Besides, modern x86 and GPU hardware aligns on 32 or 64 bits at a time, you would actually stall the operation of the CPU/GPU as 24 or 56 bits of the register would have to be zeroed out and THEN read/written to, whereas it could operate on the standard int as soon as it was copied in. From the start of OpenGL compute resources have tended to be more valuable than memory while you might do billions of state changes during a program's life you'd be saving about 10kb (kilobytes) of ram max if you replaced every 32 bit GLuint enum with a uint8_t one. I'm trying so hard not to be extra-cynical right now, heh.

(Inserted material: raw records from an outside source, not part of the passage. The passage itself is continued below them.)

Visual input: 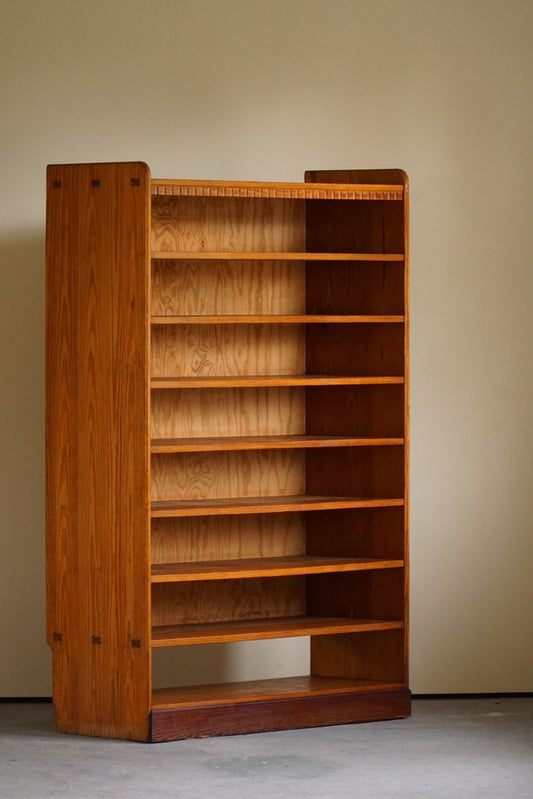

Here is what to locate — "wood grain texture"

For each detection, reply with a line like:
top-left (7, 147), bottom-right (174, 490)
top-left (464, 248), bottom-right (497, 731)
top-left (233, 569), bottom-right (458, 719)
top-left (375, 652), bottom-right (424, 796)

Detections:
top-left (307, 569), bottom-right (405, 621)
top-left (306, 261), bottom-right (404, 316)
top-left (150, 495), bottom-right (405, 518)
top-left (150, 177), bottom-right (404, 201)
top-left (151, 251), bottom-right (404, 261)
top-left (306, 384), bottom-right (404, 437)
top-left (305, 168), bottom-right (409, 691)
top-left (150, 324), bottom-right (304, 378)
top-left (150, 435), bottom-right (404, 453)
top-left (151, 387), bottom-right (305, 439)
top-left (311, 630), bottom-right (406, 683)
top-left (151, 196), bottom-right (305, 253)
top-left (151, 259), bottom-right (304, 316)
top-left (150, 686), bottom-right (411, 741)
top-left (151, 576), bottom-right (305, 626)
top-left (306, 506), bottom-right (405, 561)
top-left (152, 675), bottom-right (404, 708)
top-left (151, 315), bottom-right (404, 324)
top-left (151, 375), bottom-right (405, 389)
top-left (46, 162), bottom-right (151, 741)
top-left (305, 447), bottom-right (405, 499)
top-left (306, 323), bottom-right (405, 378)
top-left (47, 164), bottom-right (409, 743)
top-left (151, 616), bottom-right (404, 647)
top-left (151, 450), bottom-right (305, 502)
top-left (151, 556), bottom-right (404, 582)
top-left (151, 513), bottom-right (305, 565)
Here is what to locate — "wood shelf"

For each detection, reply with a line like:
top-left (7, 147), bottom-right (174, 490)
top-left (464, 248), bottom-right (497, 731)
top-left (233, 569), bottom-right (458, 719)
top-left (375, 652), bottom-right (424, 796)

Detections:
top-left (151, 314), bottom-right (404, 325)
top-left (151, 251), bottom-right (404, 261)
top-left (151, 375), bottom-right (404, 389)
top-left (150, 434), bottom-right (404, 453)
top-left (150, 494), bottom-right (404, 518)
top-left (152, 675), bottom-right (405, 709)
top-left (151, 178), bottom-right (404, 201)
top-left (151, 616), bottom-right (404, 647)
top-left (151, 555), bottom-right (404, 583)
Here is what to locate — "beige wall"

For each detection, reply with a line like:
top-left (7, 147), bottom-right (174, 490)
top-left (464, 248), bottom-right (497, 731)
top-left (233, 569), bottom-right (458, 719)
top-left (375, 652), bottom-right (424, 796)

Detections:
top-left (1, 0), bottom-right (532, 696)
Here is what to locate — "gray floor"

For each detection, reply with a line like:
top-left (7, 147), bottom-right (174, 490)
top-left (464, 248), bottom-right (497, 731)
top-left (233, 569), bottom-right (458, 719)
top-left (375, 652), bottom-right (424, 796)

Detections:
top-left (0, 698), bottom-right (532, 798)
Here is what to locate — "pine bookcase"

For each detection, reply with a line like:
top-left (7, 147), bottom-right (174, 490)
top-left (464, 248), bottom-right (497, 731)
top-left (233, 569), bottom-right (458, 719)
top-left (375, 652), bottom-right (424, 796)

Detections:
top-left (46, 162), bottom-right (410, 741)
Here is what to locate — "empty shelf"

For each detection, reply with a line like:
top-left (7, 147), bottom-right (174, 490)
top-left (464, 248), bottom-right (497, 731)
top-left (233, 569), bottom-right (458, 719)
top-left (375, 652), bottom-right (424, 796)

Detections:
top-left (151, 555), bottom-right (404, 583)
top-left (150, 494), bottom-right (404, 518)
top-left (151, 616), bottom-right (404, 647)
top-left (150, 435), bottom-right (404, 453)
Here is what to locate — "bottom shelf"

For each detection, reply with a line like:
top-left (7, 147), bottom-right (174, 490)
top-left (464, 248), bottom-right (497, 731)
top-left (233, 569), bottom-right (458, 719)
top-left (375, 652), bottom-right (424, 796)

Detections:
top-left (150, 676), bottom-right (411, 741)
top-left (152, 674), bottom-right (403, 709)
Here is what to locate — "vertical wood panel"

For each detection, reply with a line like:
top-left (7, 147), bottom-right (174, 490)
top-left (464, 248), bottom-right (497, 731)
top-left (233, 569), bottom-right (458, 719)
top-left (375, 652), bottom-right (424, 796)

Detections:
top-left (46, 163), bottom-right (151, 740)
top-left (311, 631), bottom-right (405, 683)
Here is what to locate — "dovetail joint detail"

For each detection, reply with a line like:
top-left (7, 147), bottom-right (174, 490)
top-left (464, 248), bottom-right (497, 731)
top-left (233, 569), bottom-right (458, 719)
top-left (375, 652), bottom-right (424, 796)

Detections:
top-left (91, 635), bottom-right (101, 645)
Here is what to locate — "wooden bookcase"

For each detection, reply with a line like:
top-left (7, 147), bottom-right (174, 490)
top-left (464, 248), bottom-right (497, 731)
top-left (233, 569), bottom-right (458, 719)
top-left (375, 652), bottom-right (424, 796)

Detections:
top-left (46, 162), bottom-right (410, 742)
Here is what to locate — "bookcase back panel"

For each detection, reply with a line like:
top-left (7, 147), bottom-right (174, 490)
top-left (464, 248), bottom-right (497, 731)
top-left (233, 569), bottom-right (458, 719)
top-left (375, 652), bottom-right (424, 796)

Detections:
top-left (152, 577), bottom-right (305, 626)
top-left (151, 514), bottom-right (305, 564)
top-left (151, 450), bottom-right (306, 502)
top-left (151, 324), bottom-right (304, 377)
top-left (151, 196), bottom-right (305, 253)
top-left (152, 260), bottom-right (305, 316)
top-left (151, 387), bottom-right (306, 438)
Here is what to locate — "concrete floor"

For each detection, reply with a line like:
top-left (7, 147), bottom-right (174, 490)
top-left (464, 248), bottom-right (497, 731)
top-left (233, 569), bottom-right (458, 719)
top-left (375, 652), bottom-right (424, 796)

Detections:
top-left (0, 698), bottom-right (531, 798)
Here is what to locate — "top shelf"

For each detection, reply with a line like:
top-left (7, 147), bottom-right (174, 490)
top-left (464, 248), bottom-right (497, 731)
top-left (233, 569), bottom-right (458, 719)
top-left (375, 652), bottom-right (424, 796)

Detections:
top-left (151, 178), bottom-right (404, 201)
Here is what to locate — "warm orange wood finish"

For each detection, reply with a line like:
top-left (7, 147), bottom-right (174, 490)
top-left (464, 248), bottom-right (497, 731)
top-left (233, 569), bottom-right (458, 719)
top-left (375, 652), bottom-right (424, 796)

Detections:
top-left (151, 177), bottom-right (403, 200)
top-left (151, 251), bottom-right (404, 261)
top-left (150, 687), bottom-right (411, 741)
top-left (151, 375), bottom-right (405, 388)
top-left (150, 495), bottom-right (405, 518)
top-left (151, 617), bottom-right (404, 647)
top-left (47, 164), bottom-right (409, 741)
top-left (150, 435), bottom-right (404, 453)
top-left (151, 314), bottom-right (404, 323)
top-left (151, 555), bottom-right (403, 581)
top-left (152, 675), bottom-right (404, 709)
top-left (304, 168), bottom-right (410, 703)
top-left (46, 162), bottom-right (151, 740)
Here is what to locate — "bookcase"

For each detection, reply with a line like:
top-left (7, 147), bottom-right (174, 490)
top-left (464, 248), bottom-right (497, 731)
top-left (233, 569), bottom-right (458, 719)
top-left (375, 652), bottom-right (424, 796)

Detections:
top-left (46, 162), bottom-right (410, 742)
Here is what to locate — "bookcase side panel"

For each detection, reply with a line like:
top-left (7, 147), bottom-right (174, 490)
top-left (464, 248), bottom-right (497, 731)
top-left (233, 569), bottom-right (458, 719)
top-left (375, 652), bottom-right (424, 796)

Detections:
top-left (304, 168), bottom-right (410, 692)
top-left (46, 162), bottom-right (151, 741)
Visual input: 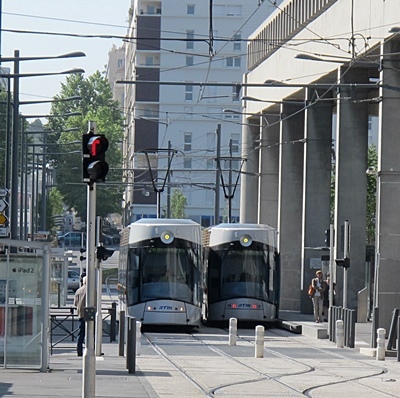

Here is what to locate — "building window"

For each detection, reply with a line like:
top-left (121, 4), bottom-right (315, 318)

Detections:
top-left (213, 5), bottom-right (224, 16)
top-left (186, 30), bottom-right (194, 50)
top-left (185, 84), bottom-right (193, 101)
top-left (184, 157), bottom-right (192, 169)
top-left (226, 56), bottom-right (241, 67)
top-left (231, 133), bottom-right (240, 153)
top-left (207, 132), bottom-right (215, 152)
top-left (226, 5), bottom-right (242, 16)
top-left (224, 111), bottom-right (240, 120)
top-left (207, 158), bottom-right (214, 170)
top-left (184, 106), bottom-right (193, 119)
top-left (206, 84), bottom-right (217, 102)
top-left (184, 132), bottom-right (192, 152)
top-left (187, 4), bottom-right (195, 14)
top-left (186, 56), bottom-right (194, 66)
top-left (233, 33), bottom-right (241, 51)
top-left (117, 59), bottom-right (124, 68)
top-left (145, 56), bottom-right (154, 66)
top-left (232, 85), bottom-right (240, 101)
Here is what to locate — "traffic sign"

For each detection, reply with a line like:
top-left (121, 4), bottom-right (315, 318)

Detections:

For example, one valid reason for things like uint18_t and the like is for large data buffers/algorithms where data fits in that bit-depth. 1024 ints vs 1024 uint8_t variables on the stack is 8k, are we going to split hairs over 8k? Now consider a 4k raw bitmap image of 4000*2500*32 bits, we're talking a few hundred megs and it would be 8 times the size if we used 64 bit RGBA buffers in the place of standard 8 bit RGBA8 buffers, or quadruple in size if we used 32 bit RGBA encoding. Multiply that by the number of textures open or pictures saved and swapping a bit of cpu operations for all that extra memory makes sense, especially in the context of that type of work.
That is where using a non standard integer type makes sense. Unless you're on a 64k machine or something (like an old-school beeper, good luck running OpenGL on that) system if you're trying to save a few bits of memory on something like a const declaration or reference counter you're just wasting everyone's time.